In this version (2025.2.2) I’m not entirely clear on where user profiles would be stored… As a user it’s quite different from our previous production version (2023.3). I’ll dig around on that front though for sure.
If anyone else is experiencing this issue, my case number is 24071115. I’ll update this post once I hear back from ADSK.
nothing of note anyway… I just did a great session with ADSK support though. We couldn’t really see where exactly the issue is stemming from, but we did see some oddities some of the config files. The issue isn’t happening at the moment, but we need to give it a bit of time to see if it cleared it up or if it will rear its ugly head once more. Finger crossed!
All good thoughts! It’s looking more and more like the issue is/was some inconsistencies in a few config files where some of our Flames were pushing metadata over 1gbE and others were doing it over the high speed network. We’re not entirely out of the woods yet, but so far we haven’t seen this pop up again yet.
We have multiple interfaces on the flame workstations and set the Metadata and Data keys in /opt/Autodesk/cfg/network.cfg. However, I now leave Mutlicast commented out. I can’t remember if it was 2024.x or 2025.x but when I specified the interface for Multicast, things would go wonky. e.g. the output of sw_framestore_dump or wiretap_server_dump was wrong. if you look in /var/log/messages you might see e.g.
sanitize_shared_SynColor_transforms[24306]: Unable to connect to framestore map server: Connection refused.
sanitize_shared_SynColor_transforms[24295]: /opt/Autodesk/sw/tools/sw_framestore_dump returned an error.
Those were the errors I saw when I had Mulicast set to a specific interface.
If the setup app is also not starting, you may have a case of DDS (Dreaded Dangling Symlinks). This happened to me a while back, and I could have sworn I reported it to support. Maybe it’s not the issue, but for sure worth checking out. For me it happened when I restored some setups from an archive. Nothing would start, not even setup. I finally wound up doing a stack trace on .flamefamily or something drastic like that.
What I found was that when a symbolic link is ‘dangling’, ie pointing to nothing, flame freezes up completely. Same for setup.

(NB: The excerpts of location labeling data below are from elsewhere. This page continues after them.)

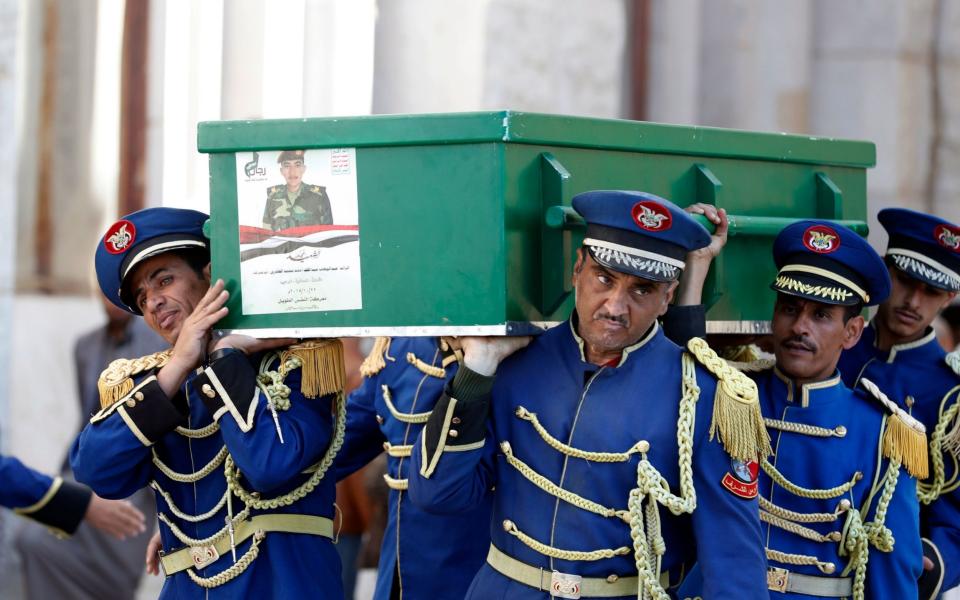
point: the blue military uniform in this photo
(840, 513)
(423, 555)
(921, 379)
(58, 504)
(606, 479)
(237, 457)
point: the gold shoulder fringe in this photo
(321, 365)
(115, 381)
(736, 407)
(376, 360)
(905, 438)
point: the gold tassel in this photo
(374, 362)
(322, 370)
(908, 444)
(112, 391)
(736, 407)
(115, 381)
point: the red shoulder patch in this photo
(741, 480)
(120, 237)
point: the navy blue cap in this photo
(638, 233)
(139, 236)
(829, 263)
(923, 246)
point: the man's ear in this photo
(853, 329)
(578, 266)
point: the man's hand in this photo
(482, 355)
(117, 518)
(193, 338)
(153, 559)
(698, 261)
(249, 345)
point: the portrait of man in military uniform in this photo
(295, 203)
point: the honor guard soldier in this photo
(234, 434)
(424, 555)
(295, 203)
(899, 352)
(604, 443)
(837, 498)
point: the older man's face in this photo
(809, 336)
(614, 309)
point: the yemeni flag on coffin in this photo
(312, 268)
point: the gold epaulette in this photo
(376, 360)
(321, 366)
(905, 438)
(736, 407)
(116, 380)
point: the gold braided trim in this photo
(798, 517)
(836, 294)
(375, 361)
(821, 494)
(736, 407)
(804, 429)
(215, 462)
(555, 490)
(252, 499)
(399, 485)
(940, 446)
(321, 366)
(415, 418)
(233, 570)
(398, 451)
(800, 530)
(905, 438)
(604, 457)
(558, 553)
(800, 559)
(185, 516)
(203, 432)
(189, 541)
(423, 367)
(115, 381)
(653, 491)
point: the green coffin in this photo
(452, 224)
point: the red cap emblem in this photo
(948, 237)
(119, 237)
(821, 239)
(651, 216)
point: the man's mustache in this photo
(802, 341)
(619, 319)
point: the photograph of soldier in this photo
(295, 203)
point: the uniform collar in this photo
(644, 339)
(804, 393)
(915, 349)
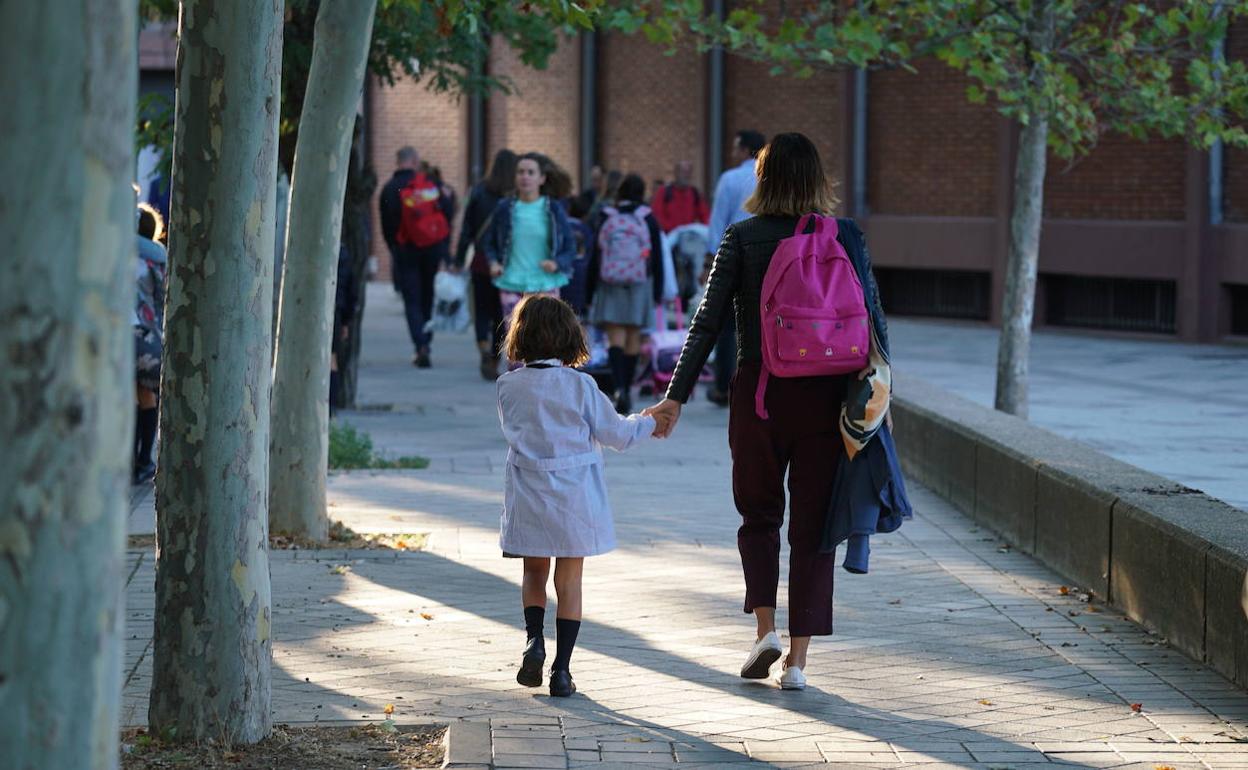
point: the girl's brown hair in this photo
(546, 327)
(791, 180)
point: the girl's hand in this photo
(667, 414)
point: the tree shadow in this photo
(910, 733)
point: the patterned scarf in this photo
(866, 401)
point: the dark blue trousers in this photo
(414, 270)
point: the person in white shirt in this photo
(555, 422)
(735, 186)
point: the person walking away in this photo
(529, 243)
(625, 281)
(575, 291)
(679, 202)
(597, 187)
(149, 322)
(610, 189)
(346, 300)
(735, 186)
(791, 423)
(487, 308)
(416, 226)
(555, 422)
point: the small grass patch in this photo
(351, 449)
(321, 748)
(342, 537)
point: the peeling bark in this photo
(301, 372)
(212, 649)
(361, 185)
(1018, 305)
(66, 376)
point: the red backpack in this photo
(422, 224)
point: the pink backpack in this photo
(814, 316)
(624, 246)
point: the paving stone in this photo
(664, 633)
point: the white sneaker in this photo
(793, 679)
(765, 653)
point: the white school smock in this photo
(555, 422)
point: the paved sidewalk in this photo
(954, 652)
(1177, 409)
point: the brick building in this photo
(1136, 236)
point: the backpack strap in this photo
(760, 393)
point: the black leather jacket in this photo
(736, 282)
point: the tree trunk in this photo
(301, 372)
(66, 376)
(361, 185)
(212, 649)
(1018, 305)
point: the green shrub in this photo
(351, 449)
(348, 448)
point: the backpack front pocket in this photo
(814, 338)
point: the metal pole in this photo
(715, 107)
(860, 140)
(477, 124)
(588, 105)
(1216, 150)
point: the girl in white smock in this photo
(554, 504)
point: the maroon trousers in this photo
(803, 438)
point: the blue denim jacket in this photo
(497, 240)
(870, 493)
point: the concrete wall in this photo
(1171, 558)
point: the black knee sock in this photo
(615, 361)
(534, 618)
(145, 428)
(565, 633)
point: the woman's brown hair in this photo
(546, 327)
(791, 180)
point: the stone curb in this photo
(1173, 559)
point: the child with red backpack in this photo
(625, 281)
(416, 211)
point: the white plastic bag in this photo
(449, 303)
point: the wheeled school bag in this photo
(814, 315)
(422, 222)
(624, 246)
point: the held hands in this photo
(665, 414)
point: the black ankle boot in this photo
(562, 684)
(531, 665)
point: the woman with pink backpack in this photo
(808, 323)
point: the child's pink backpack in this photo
(624, 246)
(814, 316)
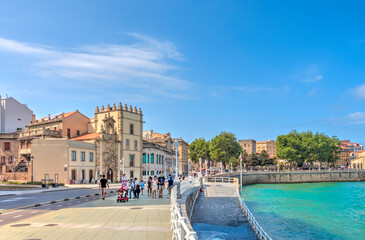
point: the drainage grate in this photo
(21, 225)
(51, 225)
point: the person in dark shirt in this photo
(161, 185)
(171, 184)
(102, 185)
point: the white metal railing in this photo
(252, 220)
(189, 183)
(178, 222)
(220, 179)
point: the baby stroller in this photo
(122, 194)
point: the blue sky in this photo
(256, 68)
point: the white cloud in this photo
(311, 74)
(147, 64)
(313, 78)
(360, 91)
(254, 89)
(351, 119)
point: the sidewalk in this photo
(67, 187)
(138, 219)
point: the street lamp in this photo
(32, 159)
(176, 145)
(200, 168)
(147, 158)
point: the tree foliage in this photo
(296, 147)
(199, 148)
(223, 147)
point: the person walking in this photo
(133, 185)
(149, 186)
(102, 185)
(154, 187)
(142, 186)
(161, 181)
(137, 189)
(170, 184)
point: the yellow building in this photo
(359, 162)
(269, 146)
(117, 134)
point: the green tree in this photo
(224, 146)
(199, 148)
(304, 147)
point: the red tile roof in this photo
(87, 136)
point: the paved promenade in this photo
(140, 219)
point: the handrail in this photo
(252, 220)
(178, 223)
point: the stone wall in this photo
(187, 202)
(301, 177)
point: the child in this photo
(142, 186)
(137, 191)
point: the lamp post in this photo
(32, 159)
(176, 145)
(206, 167)
(147, 158)
(200, 166)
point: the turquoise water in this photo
(309, 210)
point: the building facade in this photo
(157, 159)
(249, 145)
(359, 162)
(269, 146)
(348, 152)
(9, 149)
(14, 116)
(117, 134)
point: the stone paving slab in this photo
(139, 219)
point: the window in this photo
(7, 146)
(73, 155)
(131, 160)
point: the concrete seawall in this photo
(300, 177)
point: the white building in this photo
(14, 116)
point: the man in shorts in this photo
(102, 185)
(161, 184)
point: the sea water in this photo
(309, 210)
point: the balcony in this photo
(40, 133)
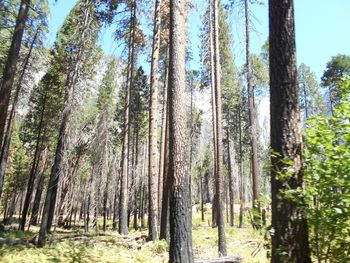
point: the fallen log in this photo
(220, 260)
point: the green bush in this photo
(327, 175)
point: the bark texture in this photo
(219, 179)
(123, 200)
(252, 114)
(290, 237)
(153, 113)
(10, 70)
(180, 210)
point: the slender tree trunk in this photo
(202, 198)
(252, 114)
(290, 239)
(240, 168)
(105, 197)
(123, 203)
(213, 103)
(153, 113)
(115, 202)
(7, 139)
(164, 222)
(39, 189)
(163, 144)
(231, 180)
(137, 136)
(33, 170)
(180, 207)
(219, 145)
(11, 66)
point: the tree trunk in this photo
(11, 65)
(240, 168)
(7, 139)
(164, 222)
(39, 190)
(153, 113)
(123, 200)
(33, 170)
(231, 180)
(290, 239)
(179, 201)
(213, 100)
(219, 145)
(252, 115)
(163, 143)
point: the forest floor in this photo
(75, 246)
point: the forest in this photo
(150, 154)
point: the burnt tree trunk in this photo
(11, 66)
(123, 199)
(179, 201)
(161, 179)
(153, 113)
(290, 239)
(252, 115)
(219, 179)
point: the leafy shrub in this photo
(327, 176)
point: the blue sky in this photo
(321, 30)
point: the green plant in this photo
(327, 176)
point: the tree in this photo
(153, 112)
(11, 64)
(219, 134)
(123, 205)
(290, 232)
(337, 68)
(179, 201)
(311, 99)
(252, 114)
(76, 52)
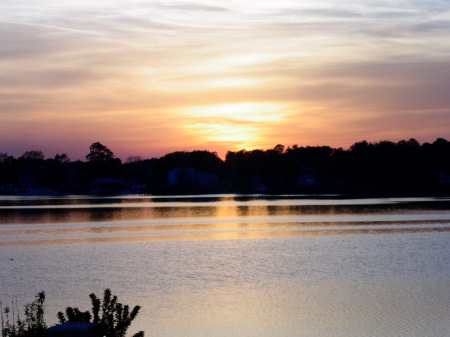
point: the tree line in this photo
(405, 166)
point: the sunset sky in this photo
(152, 77)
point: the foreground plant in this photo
(32, 326)
(115, 315)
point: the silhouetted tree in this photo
(99, 152)
(114, 314)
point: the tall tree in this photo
(99, 152)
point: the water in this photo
(237, 265)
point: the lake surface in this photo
(231, 265)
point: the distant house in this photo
(105, 185)
(306, 180)
(444, 178)
(192, 177)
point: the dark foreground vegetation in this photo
(383, 167)
(114, 314)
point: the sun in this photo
(242, 124)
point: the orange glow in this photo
(153, 78)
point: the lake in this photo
(236, 265)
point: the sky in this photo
(153, 77)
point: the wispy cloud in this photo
(340, 71)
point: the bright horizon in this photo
(152, 77)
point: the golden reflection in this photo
(227, 235)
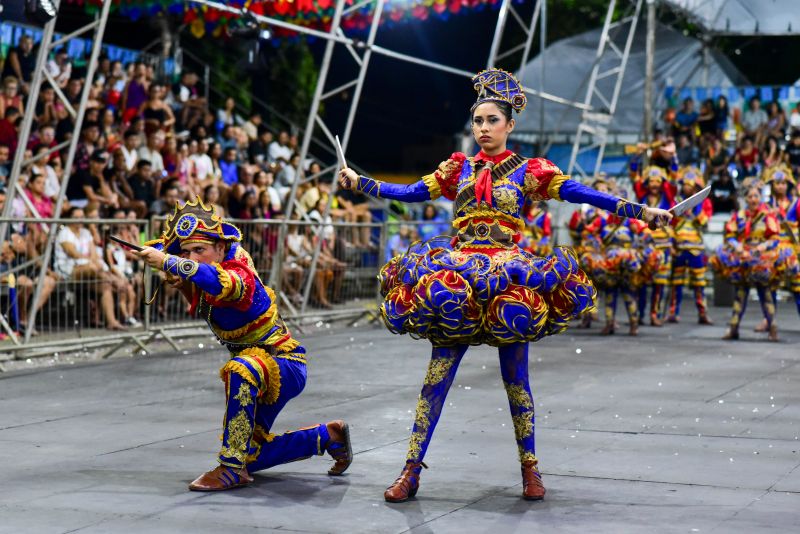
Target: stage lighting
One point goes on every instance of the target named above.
(40, 11)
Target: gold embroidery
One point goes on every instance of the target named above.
(554, 187)
(239, 433)
(438, 369)
(434, 188)
(243, 396)
(523, 424)
(506, 200)
(518, 396)
(527, 456)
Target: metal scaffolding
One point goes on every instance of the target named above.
(40, 74)
(600, 106)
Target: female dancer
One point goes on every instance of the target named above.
(480, 287)
(751, 257)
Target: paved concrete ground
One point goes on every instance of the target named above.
(673, 431)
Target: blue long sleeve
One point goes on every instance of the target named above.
(416, 192)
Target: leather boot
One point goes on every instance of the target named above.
(221, 478)
(732, 333)
(339, 447)
(773, 333)
(407, 483)
(532, 487)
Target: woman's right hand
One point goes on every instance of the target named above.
(348, 178)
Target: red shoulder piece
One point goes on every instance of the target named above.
(447, 174)
(243, 286)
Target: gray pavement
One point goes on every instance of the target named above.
(673, 431)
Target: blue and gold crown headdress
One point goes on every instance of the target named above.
(496, 85)
(194, 221)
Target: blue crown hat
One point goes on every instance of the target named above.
(193, 219)
(499, 85)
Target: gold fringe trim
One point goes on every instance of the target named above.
(434, 189)
(554, 187)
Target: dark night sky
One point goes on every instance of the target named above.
(408, 114)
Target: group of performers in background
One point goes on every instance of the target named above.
(487, 285)
(626, 258)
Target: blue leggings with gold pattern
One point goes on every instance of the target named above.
(441, 373)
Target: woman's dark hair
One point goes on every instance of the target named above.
(504, 107)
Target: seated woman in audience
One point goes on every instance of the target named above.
(76, 259)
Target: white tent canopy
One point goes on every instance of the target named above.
(679, 62)
(742, 17)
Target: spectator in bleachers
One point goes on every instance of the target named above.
(794, 119)
(772, 153)
(722, 113)
(258, 151)
(211, 197)
(5, 163)
(226, 115)
(754, 119)
(76, 259)
(687, 152)
(21, 62)
(89, 185)
(686, 119)
(747, 158)
(135, 93)
(189, 105)
(707, 119)
(90, 134)
(130, 149)
(792, 155)
(8, 128)
(170, 196)
(35, 191)
(203, 166)
(44, 167)
(152, 153)
(156, 112)
(142, 183)
(723, 193)
(776, 121)
(11, 97)
(279, 151)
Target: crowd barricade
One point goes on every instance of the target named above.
(89, 297)
(319, 272)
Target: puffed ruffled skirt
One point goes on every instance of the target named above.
(770, 268)
(452, 296)
(621, 267)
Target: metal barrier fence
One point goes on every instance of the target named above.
(94, 290)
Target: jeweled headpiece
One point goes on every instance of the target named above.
(654, 173)
(778, 173)
(495, 85)
(194, 222)
(692, 175)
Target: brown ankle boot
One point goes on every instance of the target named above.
(221, 478)
(773, 333)
(532, 487)
(732, 333)
(407, 483)
(339, 447)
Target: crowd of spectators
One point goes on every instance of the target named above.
(145, 144)
(732, 144)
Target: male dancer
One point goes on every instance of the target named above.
(201, 256)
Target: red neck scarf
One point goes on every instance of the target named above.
(483, 184)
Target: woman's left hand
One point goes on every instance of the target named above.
(152, 257)
(656, 217)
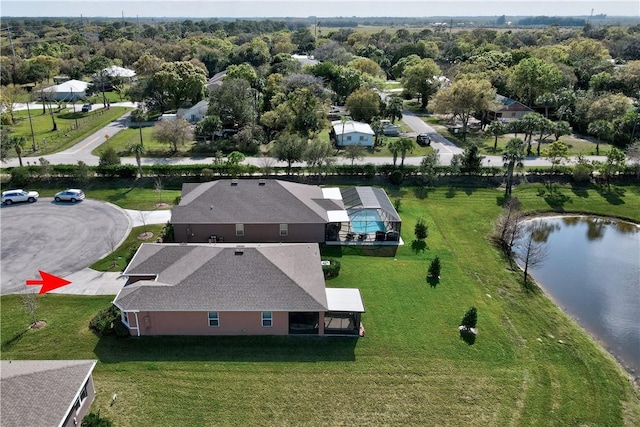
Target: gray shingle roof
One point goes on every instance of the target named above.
(40, 392)
(220, 202)
(202, 277)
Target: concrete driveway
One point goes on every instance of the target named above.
(59, 238)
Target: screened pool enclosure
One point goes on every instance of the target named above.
(372, 216)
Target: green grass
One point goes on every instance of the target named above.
(410, 369)
(123, 140)
(118, 260)
(577, 144)
(67, 134)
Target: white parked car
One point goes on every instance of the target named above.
(16, 196)
(69, 195)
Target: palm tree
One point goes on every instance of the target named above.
(497, 128)
(138, 150)
(599, 128)
(406, 145)
(513, 156)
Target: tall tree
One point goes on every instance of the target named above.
(512, 156)
(363, 104)
(557, 153)
(600, 129)
(532, 77)
(179, 83)
(422, 78)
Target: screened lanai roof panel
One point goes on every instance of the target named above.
(369, 198)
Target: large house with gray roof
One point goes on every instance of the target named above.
(228, 289)
(256, 210)
(44, 393)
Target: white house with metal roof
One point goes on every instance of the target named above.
(351, 133)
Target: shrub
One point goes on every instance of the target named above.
(582, 173)
(95, 420)
(421, 229)
(470, 318)
(434, 268)
(19, 177)
(331, 270)
(396, 177)
(103, 322)
(109, 157)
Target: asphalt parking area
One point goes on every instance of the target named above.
(59, 238)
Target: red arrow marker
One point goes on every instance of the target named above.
(49, 282)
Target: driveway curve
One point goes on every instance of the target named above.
(59, 238)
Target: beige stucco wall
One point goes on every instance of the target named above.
(253, 233)
(197, 323)
(84, 407)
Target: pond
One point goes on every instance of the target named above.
(592, 270)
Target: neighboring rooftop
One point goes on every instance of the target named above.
(351, 126)
(225, 277)
(255, 201)
(40, 392)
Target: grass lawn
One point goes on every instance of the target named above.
(126, 138)
(412, 368)
(66, 135)
(577, 144)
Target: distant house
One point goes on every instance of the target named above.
(223, 289)
(256, 210)
(45, 392)
(351, 133)
(71, 90)
(115, 71)
(194, 113)
(305, 59)
(508, 109)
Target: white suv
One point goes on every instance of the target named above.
(16, 196)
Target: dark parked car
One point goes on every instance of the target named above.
(423, 139)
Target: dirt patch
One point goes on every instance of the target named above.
(145, 236)
(38, 325)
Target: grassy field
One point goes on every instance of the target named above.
(117, 260)
(578, 144)
(412, 368)
(67, 134)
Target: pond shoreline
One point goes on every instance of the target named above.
(632, 373)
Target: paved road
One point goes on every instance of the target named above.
(82, 150)
(59, 238)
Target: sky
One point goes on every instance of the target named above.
(305, 8)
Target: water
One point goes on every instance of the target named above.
(366, 221)
(592, 269)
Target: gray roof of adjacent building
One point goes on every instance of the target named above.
(256, 201)
(225, 277)
(41, 392)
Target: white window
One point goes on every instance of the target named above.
(267, 319)
(214, 319)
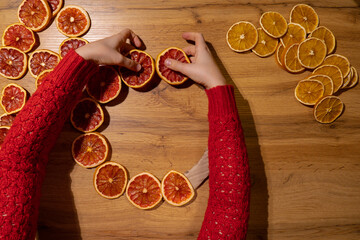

The solution was a tool called “symlinks” that is available in the repos, so $dnf search symlinks
should find it. Install it and run it in /opy/Autodesk/projects. Without args it will show you links that are: ‘good’ ‘sloppy’ dangling’ > The dangs are the killers. Next move $symlinks | grep 'dang'
Vegas odds you find some. That or it’s another issue completely.
Luckily symlinks has a fit them all switch, it also has a dry run switch. Sadly I’m not in my Linux part just now, but there is a man page and --help. It’s wicked simple.
After I deleted them, poof, like magic it all was back to normal.
Thanks @Beak ! It looks like in my case it was as simple as some of our Flames being configured to push metadata over the high speed network and others were configured to only push frame data over that network. Since we made the config files consistent, everything has been smooth.